Andriatokanady a un fils dénommé Leiloza. Son nom s’explique par un trait dominant de son caractère. « Ce Leiloza aimait à faire souffrir la population pour le plaisir. Il élevait un troupeau de bœufs. Quelquefois, il donnait l’ordre de faire monter le bétail sur la colline. Puis sans raison, de le faire redescendre. De là vient le dicton : « Akaro ahidina toy ny andry ombin’i Leiloza. »

Il y a une autre anecdote sur ce jeune « homme dangereux ». Quand à Antongona, village distant de 25 km d’Ambohitrambo, les habitants brûlent quelque chose (généralement, pour annoncer une attaque ennemie), Leiloza sarcastique déclare : « Eteignez le feu d’Antongina, la fumée risquerait de m’étouffer. » Ce qui donne une version du dicton populaire : « Efa ho lava toy ny afon’Antongona » ou « interminable comme le feu d’Antongona ».

Une autre version parle d’une épouse royale installée sur cette colline sacrée qui fait allumer le feu chaque fois qu’elle a la nostalgie de son souverain. Tant et si bien que lorsque des feux sont allumés pour annoncer que le Rova est pris d’assaut par des ennemis, plus personne ne s’en préoccupe.

Une autre fois, Leiloza fait tresser deux cordes de soie qui, placées l’une en dessous de l’autre, forment un pont. Il devait enjamber la contrée séparant Ambohitrambo et Antovanankera, au nord d’Arivonimamo. Leiloza ordonne à l’un de ses sujets de se rendre à Antovanankera par ce moyen. Quand celui-ci arrive à bon port, à sont tour, il s’engage sur le pont.

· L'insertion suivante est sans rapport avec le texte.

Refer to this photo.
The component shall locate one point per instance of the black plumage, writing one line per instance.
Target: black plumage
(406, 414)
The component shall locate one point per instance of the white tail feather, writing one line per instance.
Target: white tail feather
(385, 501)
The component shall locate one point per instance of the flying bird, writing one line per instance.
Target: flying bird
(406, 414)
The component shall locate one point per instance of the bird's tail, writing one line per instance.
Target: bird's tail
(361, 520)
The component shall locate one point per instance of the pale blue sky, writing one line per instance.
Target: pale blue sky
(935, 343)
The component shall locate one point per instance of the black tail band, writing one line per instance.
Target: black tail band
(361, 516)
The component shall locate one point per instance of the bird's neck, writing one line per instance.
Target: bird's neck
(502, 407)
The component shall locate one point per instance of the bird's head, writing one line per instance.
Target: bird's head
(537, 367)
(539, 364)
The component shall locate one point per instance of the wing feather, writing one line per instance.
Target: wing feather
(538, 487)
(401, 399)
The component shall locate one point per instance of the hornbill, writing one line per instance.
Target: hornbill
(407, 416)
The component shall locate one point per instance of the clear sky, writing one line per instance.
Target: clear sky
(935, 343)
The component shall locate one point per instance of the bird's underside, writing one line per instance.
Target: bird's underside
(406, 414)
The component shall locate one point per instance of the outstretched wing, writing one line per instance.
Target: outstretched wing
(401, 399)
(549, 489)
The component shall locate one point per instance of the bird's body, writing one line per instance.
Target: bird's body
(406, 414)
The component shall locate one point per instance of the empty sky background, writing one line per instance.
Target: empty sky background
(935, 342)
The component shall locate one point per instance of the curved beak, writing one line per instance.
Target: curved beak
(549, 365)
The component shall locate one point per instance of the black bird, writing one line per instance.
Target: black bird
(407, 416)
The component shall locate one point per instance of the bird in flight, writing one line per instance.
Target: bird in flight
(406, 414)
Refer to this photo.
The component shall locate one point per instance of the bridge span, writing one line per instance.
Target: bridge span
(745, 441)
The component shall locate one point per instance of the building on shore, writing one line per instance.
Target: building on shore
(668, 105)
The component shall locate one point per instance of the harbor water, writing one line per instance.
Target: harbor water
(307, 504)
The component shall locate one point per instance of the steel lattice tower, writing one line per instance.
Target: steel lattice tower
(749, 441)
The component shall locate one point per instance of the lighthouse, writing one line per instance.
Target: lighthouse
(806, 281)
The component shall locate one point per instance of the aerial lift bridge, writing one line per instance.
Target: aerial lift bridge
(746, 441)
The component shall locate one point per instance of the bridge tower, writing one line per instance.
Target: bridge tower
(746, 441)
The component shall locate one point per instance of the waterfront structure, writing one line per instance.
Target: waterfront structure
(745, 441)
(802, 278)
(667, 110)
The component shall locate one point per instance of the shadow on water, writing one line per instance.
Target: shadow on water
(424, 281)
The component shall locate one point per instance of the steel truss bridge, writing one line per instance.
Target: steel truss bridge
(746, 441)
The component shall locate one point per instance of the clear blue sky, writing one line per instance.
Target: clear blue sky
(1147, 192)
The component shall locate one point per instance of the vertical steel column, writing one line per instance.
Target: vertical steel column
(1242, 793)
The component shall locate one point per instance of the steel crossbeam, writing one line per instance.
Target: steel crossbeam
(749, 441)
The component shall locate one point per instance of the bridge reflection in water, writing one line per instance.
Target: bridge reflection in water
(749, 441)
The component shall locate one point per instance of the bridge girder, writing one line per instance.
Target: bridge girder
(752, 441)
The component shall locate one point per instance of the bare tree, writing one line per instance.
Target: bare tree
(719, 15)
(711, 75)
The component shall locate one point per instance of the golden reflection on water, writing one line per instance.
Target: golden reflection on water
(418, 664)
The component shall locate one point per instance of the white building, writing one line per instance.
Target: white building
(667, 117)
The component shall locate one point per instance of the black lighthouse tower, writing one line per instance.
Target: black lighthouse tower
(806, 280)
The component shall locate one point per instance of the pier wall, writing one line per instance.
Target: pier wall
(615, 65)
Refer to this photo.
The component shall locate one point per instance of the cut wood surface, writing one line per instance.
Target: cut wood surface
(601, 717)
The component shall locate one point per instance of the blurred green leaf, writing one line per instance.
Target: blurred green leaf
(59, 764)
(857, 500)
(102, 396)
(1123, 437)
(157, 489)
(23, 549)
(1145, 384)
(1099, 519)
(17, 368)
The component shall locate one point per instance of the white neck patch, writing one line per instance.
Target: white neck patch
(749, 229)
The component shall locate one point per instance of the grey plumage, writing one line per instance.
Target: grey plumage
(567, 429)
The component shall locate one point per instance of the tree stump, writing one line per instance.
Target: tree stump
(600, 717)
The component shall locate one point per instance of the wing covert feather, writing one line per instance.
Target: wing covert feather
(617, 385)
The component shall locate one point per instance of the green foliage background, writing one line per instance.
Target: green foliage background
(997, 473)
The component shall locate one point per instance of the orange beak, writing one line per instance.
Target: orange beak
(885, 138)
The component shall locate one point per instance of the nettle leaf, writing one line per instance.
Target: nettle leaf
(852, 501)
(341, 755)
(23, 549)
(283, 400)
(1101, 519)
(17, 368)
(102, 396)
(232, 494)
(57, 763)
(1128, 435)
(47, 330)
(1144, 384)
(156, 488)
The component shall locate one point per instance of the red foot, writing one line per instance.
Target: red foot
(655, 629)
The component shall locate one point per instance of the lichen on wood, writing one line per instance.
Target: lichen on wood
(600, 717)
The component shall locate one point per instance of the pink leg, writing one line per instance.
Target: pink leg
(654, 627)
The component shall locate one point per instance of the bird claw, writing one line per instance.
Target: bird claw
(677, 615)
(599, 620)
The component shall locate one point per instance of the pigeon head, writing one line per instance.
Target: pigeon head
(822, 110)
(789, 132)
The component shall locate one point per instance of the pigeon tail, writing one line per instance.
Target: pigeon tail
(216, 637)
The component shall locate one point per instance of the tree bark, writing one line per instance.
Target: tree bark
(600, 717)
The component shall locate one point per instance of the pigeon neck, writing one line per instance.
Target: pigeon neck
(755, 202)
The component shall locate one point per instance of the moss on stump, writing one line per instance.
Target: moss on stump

C’est alors que son père s’inquiète : « Mon peuple souffrirait encore plus après ma mort si Leiloza survivait… » Et il enjoint à ses hommes de couper les cordes sitôt que le jeune prince aurait franchi la moitié du parcours. Le jeune homme fait une chute mortelle. « L’endroit où l’on trouva son corps fut désormais appelé Manjakazaza, lieu où l’enfant règne.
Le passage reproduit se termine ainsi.